Rumor has it that Curt @ Atari Museum may have mentioned these words:
Gee... lets just completely overlook the Apple Mac
Portable
Oh, they didn't overlook it - check page 5 under their "Flops" listing...
:-/
They have an awfully shoddy way of considering "flops but technically
advanced so it's good" like the Gavilan SC, but "flops but technically
advanced so it's still a flop" like the IBM Thinkpad 701C (Think Butterfly
keyboard - the only laptop keyboard that even came *close* to the keyboard
on my Tandy 200.)
and mention the Powerbook 100 instead... The Tandy
100 could've gotten
a mention,
It did (but just barely) at the same time as the Epson HX-20... but their
supposed facts of "but 16K didn't get you far, even in 1982..." Pffft. 16K
was a darned good start back then, and the Tandy 100 could go to 32K
without trouble; much more depending on how much you wanted to spend on 3rd
party schtuff.
They did totally err on another thing - the first "full clamshell" laptop
was the Tandy 200, which came out in '85, 4 years before the NEC UltraLite.

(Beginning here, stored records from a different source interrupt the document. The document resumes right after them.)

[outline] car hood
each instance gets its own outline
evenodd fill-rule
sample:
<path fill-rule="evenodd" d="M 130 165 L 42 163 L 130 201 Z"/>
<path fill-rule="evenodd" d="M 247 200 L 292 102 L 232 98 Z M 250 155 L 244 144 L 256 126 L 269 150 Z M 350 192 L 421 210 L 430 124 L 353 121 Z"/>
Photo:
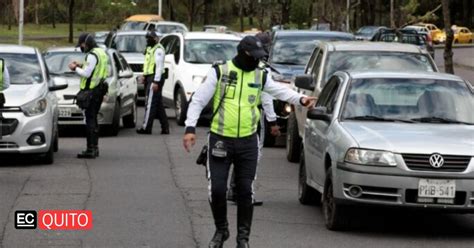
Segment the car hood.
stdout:
<path fill-rule="evenodd" d="M 361 148 L 395 153 L 474 156 L 474 126 L 345 121 L 341 125 Z"/>
<path fill-rule="evenodd" d="M 121 53 L 129 64 L 143 64 L 145 62 L 145 55 L 142 53 Z"/>
<path fill-rule="evenodd" d="M 3 91 L 6 107 L 20 107 L 28 102 L 44 96 L 46 84 L 13 84 Z"/>

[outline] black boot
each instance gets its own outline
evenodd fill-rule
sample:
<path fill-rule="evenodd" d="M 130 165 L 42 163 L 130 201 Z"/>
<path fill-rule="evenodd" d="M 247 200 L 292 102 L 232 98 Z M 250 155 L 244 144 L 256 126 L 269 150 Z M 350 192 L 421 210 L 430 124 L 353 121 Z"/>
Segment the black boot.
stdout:
<path fill-rule="evenodd" d="M 253 204 L 237 205 L 237 248 L 249 247 L 250 227 L 252 226 Z"/>

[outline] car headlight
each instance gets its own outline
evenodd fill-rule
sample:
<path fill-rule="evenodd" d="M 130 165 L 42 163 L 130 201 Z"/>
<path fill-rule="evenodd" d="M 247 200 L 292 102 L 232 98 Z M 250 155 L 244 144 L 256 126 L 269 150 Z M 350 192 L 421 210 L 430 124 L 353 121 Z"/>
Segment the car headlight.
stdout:
<path fill-rule="evenodd" d="M 361 165 L 396 166 L 392 152 L 351 148 L 347 151 L 345 162 Z"/>
<path fill-rule="evenodd" d="M 21 106 L 21 110 L 26 116 L 35 116 L 44 113 L 47 106 L 48 101 L 46 98 L 41 98 Z"/>

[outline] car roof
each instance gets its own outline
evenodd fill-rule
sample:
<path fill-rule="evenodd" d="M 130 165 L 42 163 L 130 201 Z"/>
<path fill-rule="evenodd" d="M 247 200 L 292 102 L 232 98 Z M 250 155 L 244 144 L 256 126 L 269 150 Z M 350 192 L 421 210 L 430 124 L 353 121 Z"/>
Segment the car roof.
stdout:
<path fill-rule="evenodd" d="M 381 71 L 381 70 L 364 70 L 364 71 L 347 71 L 349 76 L 353 79 L 363 78 L 412 78 L 412 79 L 438 79 L 438 80 L 450 80 L 450 81 L 461 81 L 464 80 L 459 76 L 440 72 L 427 72 L 427 71 L 407 71 L 407 72 L 395 72 L 395 71 Z"/>
<path fill-rule="evenodd" d="M 312 30 L 278 30 L 275 31 L 275 38 L 277 37 L 295 37 L 295 36 L 324 36 L 324 37 L 353 37 L 351 33 L 337 32 L 337 31 L 312 31 Z"/>
<path fill-rule="evenodd" d="M 411 44 L 397 42 L 373 42 L 373 41 L 322 41 L 331 51 L 387 51 L 405 53 L 426 53 L 419 47 Z"/>
<path fill-rule="evenodd" d="M 0 44 L 0 53 L 36 54 L 36 48 L 11 44 Z"/>
<path fill-rule="evenodd" d="M 183 35 L 186 40 L 241 40 L 242 38 L 234 34 L 212 33 L 212 32 L 187 32 L 184 34 L 174 33 L 174 35 Z"/>

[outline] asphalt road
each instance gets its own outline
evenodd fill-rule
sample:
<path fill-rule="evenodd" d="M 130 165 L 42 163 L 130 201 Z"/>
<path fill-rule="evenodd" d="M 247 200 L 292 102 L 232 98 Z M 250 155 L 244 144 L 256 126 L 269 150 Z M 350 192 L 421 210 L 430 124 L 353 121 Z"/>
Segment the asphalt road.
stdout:
<path fill-rule="evenodd" d="M 101 157 L 79 160 L 84 139 L 60 139 L 53 165 L 30 159 L 0 160 L 0 247 L 206 247 L 213 234 L 205 170 L 194 164 L 206 128 L 198 128 L 192 154 L 183 129 L 137 136 L 122 129 L 100 140 Z M 158 132 L 157 132 L 158 131 Z M 265 148 L 256 182 L 252 247 L 473 247 L 474 215 L 360 209 L 351 231 L 325 229 L 321 209 L 297 201 L 297 165 L 282 148 Z M 24 209 L 89 209 L 90 231 L 16 230 L 13 213 Z M 235 247 L 235 210 L 229 204 Z"/>

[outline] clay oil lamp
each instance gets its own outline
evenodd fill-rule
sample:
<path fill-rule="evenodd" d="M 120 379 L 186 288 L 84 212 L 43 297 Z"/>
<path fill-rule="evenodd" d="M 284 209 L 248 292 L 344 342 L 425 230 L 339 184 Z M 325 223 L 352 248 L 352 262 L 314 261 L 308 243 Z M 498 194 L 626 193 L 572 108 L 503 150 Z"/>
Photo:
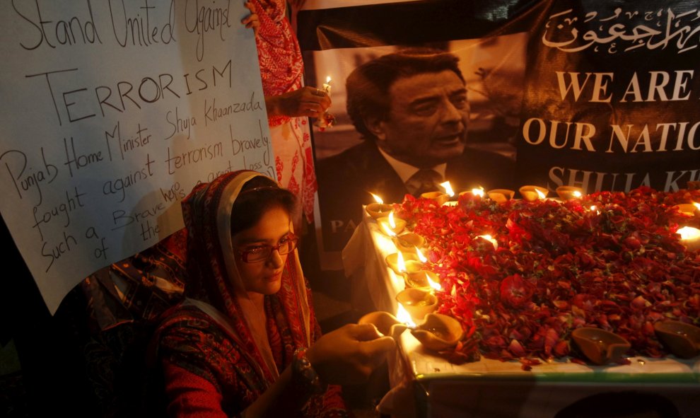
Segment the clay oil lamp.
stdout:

even the Atari Portfolio could've gotten a
mention too.
Or the STacy...
Its times like this, you want to roll those mags up and
shove it up the
editors arse !!! ;-)
Or just not buy it. ;-)
Their idea of the 13 "critical machines" to me is disappointing - The Sony
Picturebook at best has had minimal market impact and is rarely seen
outside Japan; they whine about the Mac Portable's price of $7000 yet $3000
for an underpowered machine is OK (ooOOoo but it's got a webcam!) Pfft.
They're idiots, plain and simple.
Keep moving, nothing to see here...
Roger "Merch" Merchberger
--
Roger "Merch" Merchberger | "Profile, don't speculate."